Not quite, by default the signal handler hijacks an existing thread. It is possible to keep a dedicated thread around that solely waits for signals, but that’s a workaround and you end up needing to also mask all signals from all other threads for correctness. And then there are also synchronous signals, which can’t be handled this way (eg. segfaults)

Imagine a scenario where the original thread state is in a critical section, in the middle of allocating memory (which may need a mutex for non-thread local allocations) etc.

The code within the signal handler can’t guarantee access to any shared resource, because the previous execution of the thread may have been in the middle of the critical section.
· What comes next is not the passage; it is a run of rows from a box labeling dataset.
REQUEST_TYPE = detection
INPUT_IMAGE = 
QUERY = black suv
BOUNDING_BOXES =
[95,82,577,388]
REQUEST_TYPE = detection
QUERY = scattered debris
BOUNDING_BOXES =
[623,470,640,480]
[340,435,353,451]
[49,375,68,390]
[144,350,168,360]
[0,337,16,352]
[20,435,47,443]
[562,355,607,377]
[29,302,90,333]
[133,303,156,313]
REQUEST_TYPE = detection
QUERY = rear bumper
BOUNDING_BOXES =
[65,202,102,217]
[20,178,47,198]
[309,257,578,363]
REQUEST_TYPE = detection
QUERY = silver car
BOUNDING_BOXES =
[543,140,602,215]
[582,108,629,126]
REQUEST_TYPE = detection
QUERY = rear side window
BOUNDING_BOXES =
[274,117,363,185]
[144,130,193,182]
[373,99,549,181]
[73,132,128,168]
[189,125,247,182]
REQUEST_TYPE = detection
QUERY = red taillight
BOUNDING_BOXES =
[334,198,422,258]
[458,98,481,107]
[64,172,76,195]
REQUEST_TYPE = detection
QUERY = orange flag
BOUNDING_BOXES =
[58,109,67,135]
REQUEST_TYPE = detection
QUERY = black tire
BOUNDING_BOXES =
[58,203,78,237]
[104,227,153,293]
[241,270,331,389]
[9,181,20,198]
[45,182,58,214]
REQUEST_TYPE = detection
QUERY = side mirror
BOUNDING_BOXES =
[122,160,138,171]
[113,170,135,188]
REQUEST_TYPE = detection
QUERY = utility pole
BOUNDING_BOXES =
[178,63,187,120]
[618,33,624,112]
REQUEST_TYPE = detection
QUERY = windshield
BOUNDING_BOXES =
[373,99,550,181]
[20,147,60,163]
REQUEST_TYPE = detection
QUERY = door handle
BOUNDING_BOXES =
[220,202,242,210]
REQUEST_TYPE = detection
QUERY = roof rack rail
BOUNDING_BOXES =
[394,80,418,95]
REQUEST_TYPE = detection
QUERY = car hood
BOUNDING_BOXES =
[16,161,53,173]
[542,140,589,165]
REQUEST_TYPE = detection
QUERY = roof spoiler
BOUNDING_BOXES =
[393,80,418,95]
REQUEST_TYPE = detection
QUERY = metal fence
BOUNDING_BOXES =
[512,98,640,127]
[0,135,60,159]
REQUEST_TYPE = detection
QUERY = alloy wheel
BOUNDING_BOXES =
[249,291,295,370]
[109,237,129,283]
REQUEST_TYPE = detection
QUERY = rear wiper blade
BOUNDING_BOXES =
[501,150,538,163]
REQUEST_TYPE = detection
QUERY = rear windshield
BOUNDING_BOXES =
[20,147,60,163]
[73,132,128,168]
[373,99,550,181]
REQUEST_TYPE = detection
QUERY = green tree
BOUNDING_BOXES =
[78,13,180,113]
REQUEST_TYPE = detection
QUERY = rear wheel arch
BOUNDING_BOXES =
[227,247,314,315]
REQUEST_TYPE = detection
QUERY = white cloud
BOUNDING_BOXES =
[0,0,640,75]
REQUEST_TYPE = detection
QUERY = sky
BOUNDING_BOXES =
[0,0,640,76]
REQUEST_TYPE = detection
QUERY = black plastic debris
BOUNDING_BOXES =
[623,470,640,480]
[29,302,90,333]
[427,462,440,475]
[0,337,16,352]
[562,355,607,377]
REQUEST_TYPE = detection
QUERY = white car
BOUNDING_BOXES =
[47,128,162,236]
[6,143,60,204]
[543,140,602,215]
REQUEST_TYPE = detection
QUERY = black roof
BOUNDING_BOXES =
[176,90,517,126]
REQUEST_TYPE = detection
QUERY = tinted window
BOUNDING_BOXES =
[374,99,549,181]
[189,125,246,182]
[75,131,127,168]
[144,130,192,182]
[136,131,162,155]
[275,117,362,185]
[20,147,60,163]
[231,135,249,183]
With normal concurrency, the thread that doesn’t hold the mutex can just suspend itself and wait.

However, because the thread has been hijacked by the signal handler, the original critical section cannot complete until the signal has been handled, and the signal handling cannot yield to the original code because it is not suspendable.

Signal handling is distinct from a different thread because it blocks the execution of the “preempted thread” until the signal handler completes.

As a example, if the preempted code grabs a lock for a resource, then signal handler completion can not depend on grabbing that lock because that lock will never be released until the preempted code runs again and the preempted code can never run again until the signal handler completes.

A correct signal handler can never wait for a resource held by regular code. This precludes coordination or sharing via normal locks or critical sections.